张丰渊:无尽诱惑 Miranda Fengyuan Zhang: Perpetual Temptation
展期 Dates: 2025.11.08 – 12.24
开幕 Opening: 2025.11.08 15:00 – 19:00
地址 Address: 胶囊,上海徐汇区安福路275弄16号1层
Capsule, 1st Floor, Building 16, Anfu Lu 275 Nong, Xuhui District, Shanghai, China
胶囊荣幸呈现常驻纽约的艺术家张丰渊(Miranda Fengyuan Zhang)于画廊的第二次个展“无尽诱惑”,展期为2025年11月8日至12月24日。本次展览标志着艺术家首次正式公开展示雕塑创作。一系列陶瓷雕塑中,截短拇趾的右足为艺术家一任爱人的身体铸模而成,人的脚与鱼尾融为一体。这超现实的混合体从特制玻璃展柜中浮现,为展览中的其他作品铺陈了寓言式的线索。飘浮的蓝色气泡串连起墙上的一系列织物作品,其面貌各不相同——细小而黯哑,饱满而光亮,或像素化或碎裂成片。它们让人想起安徒生《海的女儿》中小美人鱼踏上陆地,双足剧痛,最终化为泡沫的结局。割裂的气泡指向一种不可能:包裹着一团空气的薄膜已被切割成丝带般的条状,但其外缘仍保持着球体原本的弧形,仿佛一颗心执着地留恋着幻肢的记忆。

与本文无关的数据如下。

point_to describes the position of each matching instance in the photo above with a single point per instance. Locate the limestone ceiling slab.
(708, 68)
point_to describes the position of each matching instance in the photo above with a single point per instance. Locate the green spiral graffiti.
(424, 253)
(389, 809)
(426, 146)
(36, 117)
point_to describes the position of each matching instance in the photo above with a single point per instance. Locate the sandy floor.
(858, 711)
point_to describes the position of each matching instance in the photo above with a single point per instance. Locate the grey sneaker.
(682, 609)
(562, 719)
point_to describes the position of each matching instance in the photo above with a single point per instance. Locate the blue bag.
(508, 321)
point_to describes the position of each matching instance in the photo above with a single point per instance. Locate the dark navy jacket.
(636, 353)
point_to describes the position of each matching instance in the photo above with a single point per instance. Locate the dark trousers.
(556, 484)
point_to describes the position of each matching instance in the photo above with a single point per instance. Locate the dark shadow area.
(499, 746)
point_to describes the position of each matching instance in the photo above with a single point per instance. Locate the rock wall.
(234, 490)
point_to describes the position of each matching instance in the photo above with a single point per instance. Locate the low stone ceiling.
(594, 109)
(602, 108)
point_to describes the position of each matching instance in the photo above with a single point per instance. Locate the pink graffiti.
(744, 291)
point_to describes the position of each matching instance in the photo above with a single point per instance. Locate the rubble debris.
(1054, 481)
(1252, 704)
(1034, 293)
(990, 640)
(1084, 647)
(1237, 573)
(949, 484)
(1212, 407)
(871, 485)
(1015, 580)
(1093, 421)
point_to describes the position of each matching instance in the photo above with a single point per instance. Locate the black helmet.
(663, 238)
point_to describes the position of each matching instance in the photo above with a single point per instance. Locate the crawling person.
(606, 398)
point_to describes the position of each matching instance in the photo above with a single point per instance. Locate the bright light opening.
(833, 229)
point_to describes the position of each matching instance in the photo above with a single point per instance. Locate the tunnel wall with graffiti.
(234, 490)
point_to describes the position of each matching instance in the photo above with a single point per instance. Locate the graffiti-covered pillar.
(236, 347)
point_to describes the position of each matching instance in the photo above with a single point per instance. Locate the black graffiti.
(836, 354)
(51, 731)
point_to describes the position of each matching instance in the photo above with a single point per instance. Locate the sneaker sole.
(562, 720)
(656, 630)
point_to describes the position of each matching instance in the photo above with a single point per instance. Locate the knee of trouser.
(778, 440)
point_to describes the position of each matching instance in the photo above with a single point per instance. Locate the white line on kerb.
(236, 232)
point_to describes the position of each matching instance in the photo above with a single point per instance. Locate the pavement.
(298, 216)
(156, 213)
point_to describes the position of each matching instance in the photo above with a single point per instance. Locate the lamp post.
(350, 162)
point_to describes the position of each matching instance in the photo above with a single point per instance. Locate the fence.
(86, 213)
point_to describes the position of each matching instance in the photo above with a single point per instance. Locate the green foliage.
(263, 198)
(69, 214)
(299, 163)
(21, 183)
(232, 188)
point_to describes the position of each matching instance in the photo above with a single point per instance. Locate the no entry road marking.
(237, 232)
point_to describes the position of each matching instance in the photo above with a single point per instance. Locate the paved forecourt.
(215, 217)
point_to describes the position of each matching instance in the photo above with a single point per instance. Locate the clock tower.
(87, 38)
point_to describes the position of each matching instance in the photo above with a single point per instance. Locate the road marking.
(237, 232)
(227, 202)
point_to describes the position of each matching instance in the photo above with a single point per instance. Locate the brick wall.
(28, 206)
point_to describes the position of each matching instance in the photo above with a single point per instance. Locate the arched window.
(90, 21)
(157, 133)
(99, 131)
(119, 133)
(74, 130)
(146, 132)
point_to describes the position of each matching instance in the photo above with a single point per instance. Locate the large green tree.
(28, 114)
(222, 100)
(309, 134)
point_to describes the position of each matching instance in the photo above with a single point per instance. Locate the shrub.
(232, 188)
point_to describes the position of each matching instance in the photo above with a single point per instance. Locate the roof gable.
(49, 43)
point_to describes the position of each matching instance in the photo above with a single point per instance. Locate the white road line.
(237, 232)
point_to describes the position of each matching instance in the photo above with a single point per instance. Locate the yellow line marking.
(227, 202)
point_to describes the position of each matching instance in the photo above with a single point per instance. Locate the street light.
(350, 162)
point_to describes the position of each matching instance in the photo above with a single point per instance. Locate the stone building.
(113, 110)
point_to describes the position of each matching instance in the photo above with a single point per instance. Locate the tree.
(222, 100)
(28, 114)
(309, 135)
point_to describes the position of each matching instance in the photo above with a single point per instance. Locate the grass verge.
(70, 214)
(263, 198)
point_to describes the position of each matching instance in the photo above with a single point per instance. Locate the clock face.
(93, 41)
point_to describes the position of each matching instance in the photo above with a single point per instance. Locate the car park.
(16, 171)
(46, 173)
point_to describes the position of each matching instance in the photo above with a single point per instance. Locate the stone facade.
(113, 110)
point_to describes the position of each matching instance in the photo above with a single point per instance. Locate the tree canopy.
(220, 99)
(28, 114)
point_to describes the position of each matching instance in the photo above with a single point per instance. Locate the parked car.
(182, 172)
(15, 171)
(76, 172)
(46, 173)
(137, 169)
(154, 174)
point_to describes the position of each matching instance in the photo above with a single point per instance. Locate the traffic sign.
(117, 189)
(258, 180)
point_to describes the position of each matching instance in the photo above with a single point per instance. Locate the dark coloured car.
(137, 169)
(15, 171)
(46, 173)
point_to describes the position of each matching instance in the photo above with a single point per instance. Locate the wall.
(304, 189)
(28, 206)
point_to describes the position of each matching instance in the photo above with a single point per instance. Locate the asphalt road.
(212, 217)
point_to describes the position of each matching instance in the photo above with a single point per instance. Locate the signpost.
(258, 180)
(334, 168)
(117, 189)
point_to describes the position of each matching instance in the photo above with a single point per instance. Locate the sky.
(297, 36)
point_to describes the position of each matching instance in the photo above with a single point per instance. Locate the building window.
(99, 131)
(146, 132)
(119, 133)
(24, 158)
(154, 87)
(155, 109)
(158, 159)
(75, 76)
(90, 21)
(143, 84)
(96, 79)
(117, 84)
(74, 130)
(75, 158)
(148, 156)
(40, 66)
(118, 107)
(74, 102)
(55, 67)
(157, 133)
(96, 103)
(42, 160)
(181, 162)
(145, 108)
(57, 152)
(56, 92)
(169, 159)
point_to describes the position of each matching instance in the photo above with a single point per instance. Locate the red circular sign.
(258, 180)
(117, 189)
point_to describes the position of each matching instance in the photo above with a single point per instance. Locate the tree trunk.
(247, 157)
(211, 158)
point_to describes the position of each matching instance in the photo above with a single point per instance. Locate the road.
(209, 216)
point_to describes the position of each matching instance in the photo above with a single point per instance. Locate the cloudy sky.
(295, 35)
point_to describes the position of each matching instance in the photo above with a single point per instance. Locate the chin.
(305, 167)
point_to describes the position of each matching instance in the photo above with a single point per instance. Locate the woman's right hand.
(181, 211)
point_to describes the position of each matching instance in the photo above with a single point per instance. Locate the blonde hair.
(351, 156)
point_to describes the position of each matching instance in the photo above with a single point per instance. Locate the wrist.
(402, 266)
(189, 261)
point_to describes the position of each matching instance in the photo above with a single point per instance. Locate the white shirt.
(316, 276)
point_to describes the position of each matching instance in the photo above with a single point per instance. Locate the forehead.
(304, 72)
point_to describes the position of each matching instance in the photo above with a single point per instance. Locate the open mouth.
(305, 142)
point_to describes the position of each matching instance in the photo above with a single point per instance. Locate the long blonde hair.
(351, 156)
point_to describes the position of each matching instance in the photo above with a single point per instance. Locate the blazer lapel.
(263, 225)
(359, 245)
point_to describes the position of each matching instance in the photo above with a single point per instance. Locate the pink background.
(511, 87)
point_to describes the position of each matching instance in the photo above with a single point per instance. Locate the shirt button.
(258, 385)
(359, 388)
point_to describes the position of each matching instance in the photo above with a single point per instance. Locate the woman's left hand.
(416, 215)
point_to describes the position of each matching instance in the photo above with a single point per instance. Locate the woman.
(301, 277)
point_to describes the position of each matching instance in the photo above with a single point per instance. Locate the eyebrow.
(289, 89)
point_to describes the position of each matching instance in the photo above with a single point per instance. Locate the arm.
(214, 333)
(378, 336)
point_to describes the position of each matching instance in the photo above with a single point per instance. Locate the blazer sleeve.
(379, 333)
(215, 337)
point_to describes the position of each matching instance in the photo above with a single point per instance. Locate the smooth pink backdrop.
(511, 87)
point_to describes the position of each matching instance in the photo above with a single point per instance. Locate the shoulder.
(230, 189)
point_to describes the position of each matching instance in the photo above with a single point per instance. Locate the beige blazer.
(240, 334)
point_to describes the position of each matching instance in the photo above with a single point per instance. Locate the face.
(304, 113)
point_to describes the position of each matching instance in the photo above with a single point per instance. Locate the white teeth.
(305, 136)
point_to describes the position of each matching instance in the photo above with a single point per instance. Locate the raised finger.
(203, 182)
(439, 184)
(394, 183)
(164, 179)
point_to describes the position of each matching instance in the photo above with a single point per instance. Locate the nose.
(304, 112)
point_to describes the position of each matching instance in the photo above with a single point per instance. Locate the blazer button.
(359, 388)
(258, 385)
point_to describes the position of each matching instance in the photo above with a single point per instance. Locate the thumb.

Miranda Fengyuan Zhang 张丰渊 | Bubble (Chance) 气泡(随机)| 2025 | hand woven cotton 手工编织棉布 | 41.5 x 41.5 cm
张丰渊对这异化的足灌注了近乎教徒般的虔诚,几乎将它视为一种供奉之物,一种精神上的执迷。相比之下,她以平面化的透视、马蒂斯式的色块编织的手的图像则弱化了敬畏之意。灵巧的手指或编织织物、演奏乐器,或在创作间隙完成日常琐事,在凡俗的语境中作为劳作工具被剥削。在《手》(所有作品创作于2025年)中,一双手的旁边写着“HAND”,这看似多此一举的标注令人不安,使人联想到资本主义社会中对劳动者的分类与评估机制。在《肢》中,一根竖起的中指似乎直白地表达着对现状的不满。与此同时,另一只手的空壳了无生气地垂落在《Em》的表面。《格伦握着手》则描绘了一场双手之间的温柔角力。画面上方,一只手托着另一只的侧影;画面下方,两手翻转,被托举的那只反而向下压着另一只的掌心,如同在一场掰手腕中取得了胜利。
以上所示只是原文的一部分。